A file may be part of multiple filesets. A type 2 fileset may implicitly include other type 2 filesets. Operations on a file should affect all filesets it belongs to, and vice-versa.
The user API for filesets should include the following functionality:
- Start a new fileset
- Add items to a fileset
- Remove items from a fileset
- Delete a fileset
- Initiate activity of an internal consumer (e.g. migrate fileset bunny from poolA to poolB)
- Provide client access to a fileset (see Client Access below)
Fileset enumeration should be handled in two ways:
- Type 1. An explicit enumeration of files or directories. Files within directories are not included in the fileset unless explicitly listed as well.
- Type 2. Inclusive file trees.
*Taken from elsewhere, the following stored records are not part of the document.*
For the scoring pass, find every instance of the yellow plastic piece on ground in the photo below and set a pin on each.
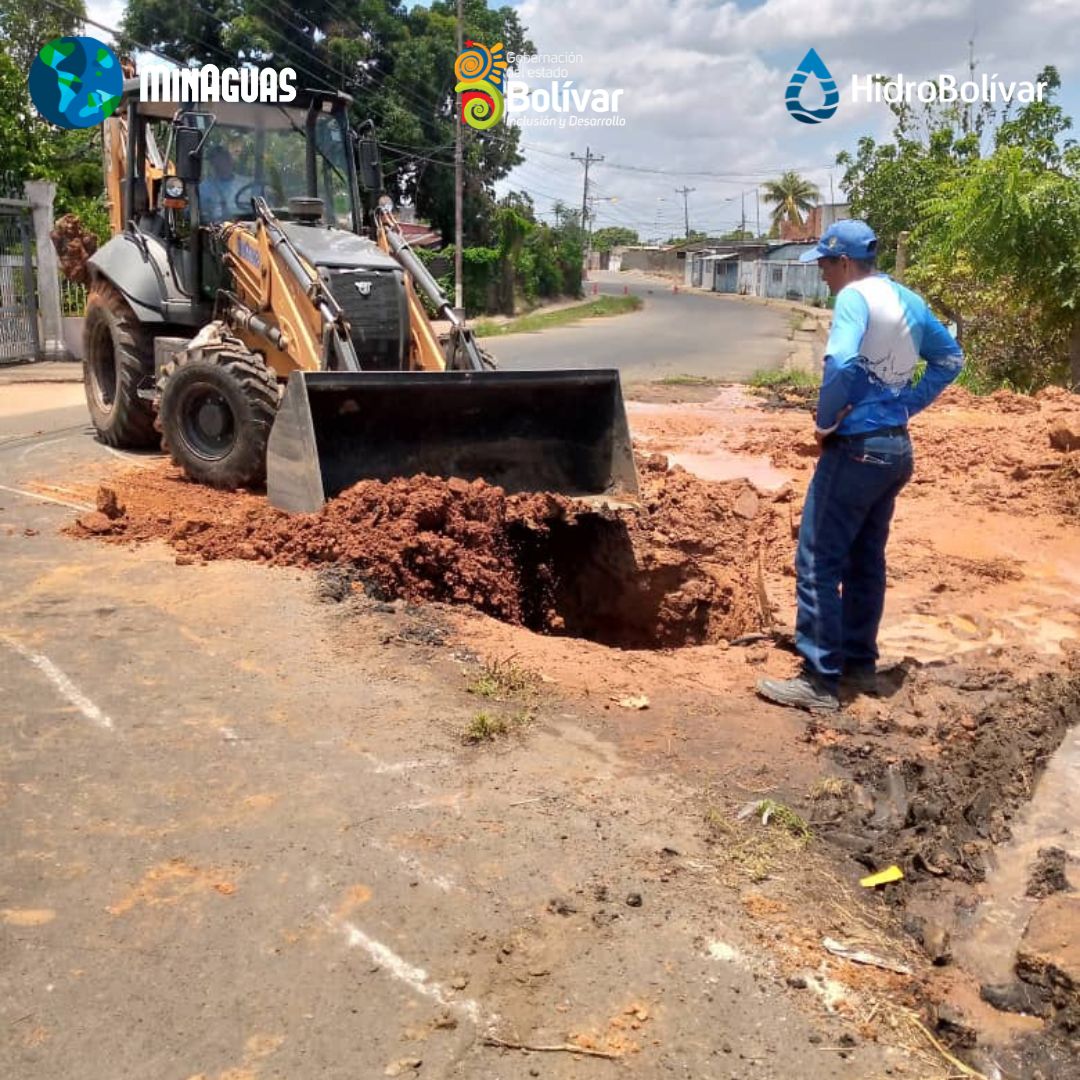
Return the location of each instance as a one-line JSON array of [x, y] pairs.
[[883, 877]]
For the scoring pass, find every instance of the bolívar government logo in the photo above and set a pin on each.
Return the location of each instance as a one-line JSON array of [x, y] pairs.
[[481, 73], [811, 65], [76, 82]]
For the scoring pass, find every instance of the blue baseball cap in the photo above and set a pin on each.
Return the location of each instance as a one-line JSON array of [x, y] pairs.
[[851, 238]]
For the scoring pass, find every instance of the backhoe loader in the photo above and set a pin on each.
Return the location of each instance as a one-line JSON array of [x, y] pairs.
[[265, 321]]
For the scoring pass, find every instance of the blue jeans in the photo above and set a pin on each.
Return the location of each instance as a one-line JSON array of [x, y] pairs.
[[839, 565]]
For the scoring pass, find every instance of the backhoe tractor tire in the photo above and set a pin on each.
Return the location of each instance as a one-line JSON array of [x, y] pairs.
[[216, 410], [118, 359]]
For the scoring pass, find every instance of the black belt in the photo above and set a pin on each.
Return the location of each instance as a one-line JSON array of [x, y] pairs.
[[901, 430]]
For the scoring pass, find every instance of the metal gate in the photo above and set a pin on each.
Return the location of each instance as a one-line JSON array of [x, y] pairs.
[[18, 305]]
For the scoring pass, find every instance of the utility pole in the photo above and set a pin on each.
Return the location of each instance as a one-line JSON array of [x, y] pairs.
[[685, 192], [588, 160], [968, 122], [459, 171]]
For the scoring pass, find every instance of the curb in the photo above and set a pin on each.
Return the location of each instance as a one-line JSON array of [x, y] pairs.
[[38, 372]]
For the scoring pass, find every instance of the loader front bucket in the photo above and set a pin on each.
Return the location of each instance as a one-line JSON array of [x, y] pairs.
[[561, 431]]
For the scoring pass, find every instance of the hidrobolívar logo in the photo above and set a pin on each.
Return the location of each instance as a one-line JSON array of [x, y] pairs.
[[481, 72], [811, 65], [76, 82]]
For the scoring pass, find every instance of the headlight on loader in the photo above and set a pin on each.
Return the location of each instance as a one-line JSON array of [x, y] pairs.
[[174, 192]]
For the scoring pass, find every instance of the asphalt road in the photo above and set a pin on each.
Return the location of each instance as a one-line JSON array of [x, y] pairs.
[[243, 840], [674, 334]]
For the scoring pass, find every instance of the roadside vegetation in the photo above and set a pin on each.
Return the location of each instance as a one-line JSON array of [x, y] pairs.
[[986, 203], [599, 308], [784, 379], [511, 693]]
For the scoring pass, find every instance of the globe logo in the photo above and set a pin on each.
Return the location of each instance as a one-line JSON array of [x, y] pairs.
[[76, 82]]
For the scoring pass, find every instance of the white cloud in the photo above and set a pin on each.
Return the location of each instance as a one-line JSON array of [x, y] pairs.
[[704, 88]]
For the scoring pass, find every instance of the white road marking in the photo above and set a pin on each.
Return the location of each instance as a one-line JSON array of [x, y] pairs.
[[415, 866], [413, 976], [63, 684], [46, 498], [132, 459], [44, 444], [381, 767]]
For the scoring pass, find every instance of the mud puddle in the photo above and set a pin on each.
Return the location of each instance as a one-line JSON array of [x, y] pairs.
[[1023, 873]]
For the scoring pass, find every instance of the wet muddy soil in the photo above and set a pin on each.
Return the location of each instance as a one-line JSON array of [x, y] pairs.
[[683, 605]]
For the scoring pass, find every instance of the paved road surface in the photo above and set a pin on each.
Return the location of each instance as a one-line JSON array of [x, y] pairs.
[[674, 334], [243, 840]]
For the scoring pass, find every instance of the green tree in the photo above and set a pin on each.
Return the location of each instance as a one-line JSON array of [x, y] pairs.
[[1018, 224], [791, 197]]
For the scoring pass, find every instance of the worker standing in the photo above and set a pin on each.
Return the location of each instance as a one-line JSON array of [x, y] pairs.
[[868, 393]]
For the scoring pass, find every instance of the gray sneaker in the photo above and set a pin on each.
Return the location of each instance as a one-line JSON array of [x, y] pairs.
[[860, 680], [804, 691]]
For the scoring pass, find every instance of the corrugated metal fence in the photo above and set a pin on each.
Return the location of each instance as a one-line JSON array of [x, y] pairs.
[[18, 305]]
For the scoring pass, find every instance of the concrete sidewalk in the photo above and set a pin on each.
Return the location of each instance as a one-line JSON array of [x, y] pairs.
[[45, 370]]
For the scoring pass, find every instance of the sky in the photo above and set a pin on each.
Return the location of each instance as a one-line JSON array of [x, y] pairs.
[[703, 92]]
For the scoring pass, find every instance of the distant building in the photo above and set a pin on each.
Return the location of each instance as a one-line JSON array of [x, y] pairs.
[[818, 220]]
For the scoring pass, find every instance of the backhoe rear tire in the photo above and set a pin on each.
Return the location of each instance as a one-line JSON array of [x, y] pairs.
[[118, 359], [216, 410]]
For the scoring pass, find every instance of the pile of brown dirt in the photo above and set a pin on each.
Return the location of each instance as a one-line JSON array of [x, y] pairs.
[[1002, 451], [680, 570], [75, 244]]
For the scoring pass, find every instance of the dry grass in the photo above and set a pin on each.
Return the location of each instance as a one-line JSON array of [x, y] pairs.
[[746, 851], [504, 680]]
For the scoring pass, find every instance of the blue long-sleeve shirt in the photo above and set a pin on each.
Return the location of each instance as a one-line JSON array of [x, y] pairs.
[[879, 332]]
All files / subdirectories below enumerated directories are included in the fileset.
We should have provision for using both types of filesets. In fact, with some per-entry flags, we can define "mixed" filesets including both of the above (each entry in a fileset may be type 1 (flat=single file) or type 2 (tree). Perhaps a 3rd type; "not_included" would be a useful definition as well, to specifically exclude a particular subdirectory from a type 2 fileset.
Permanent fileset definitions would probably be stored on the MDT (as opposed to the MGS) for scalability and namespace-related locking.
The UI for maintaining filesets might reasonably be run through lfs similar to pools:
- lfs fileset_new <fileset name> Define a new fileset
- lfs fileset_add <fileset name> <options> <filename1> <filename2> ... Add the named files to the fileset; define type 1 or type 2
- lfs fileset_remove <fileset name> <filename> Remove the named file from the fileset
- lfs fileset_destroy <fileset name> Remove the definition of the fileset
For arbitrary user access to the files in a fileset, a mechanism like mount(8) seems like it would provide a clear, simple way to retrieve a fileset. (Command format might be "mount -t lustre mgs://fsname/fileset mntpt")
For type 1 filesets, a hierarchical namespace defined by the files and directories in the fileset would be constructed locally. Directories would all be read/execute-only; a client cannot add new entries into the fileset by creating files in the fileset hierarchy. Regular files would keep their normal access permissions.
For type 2 filesets, the mount point would act exactly like a subtree of the full lustre fs.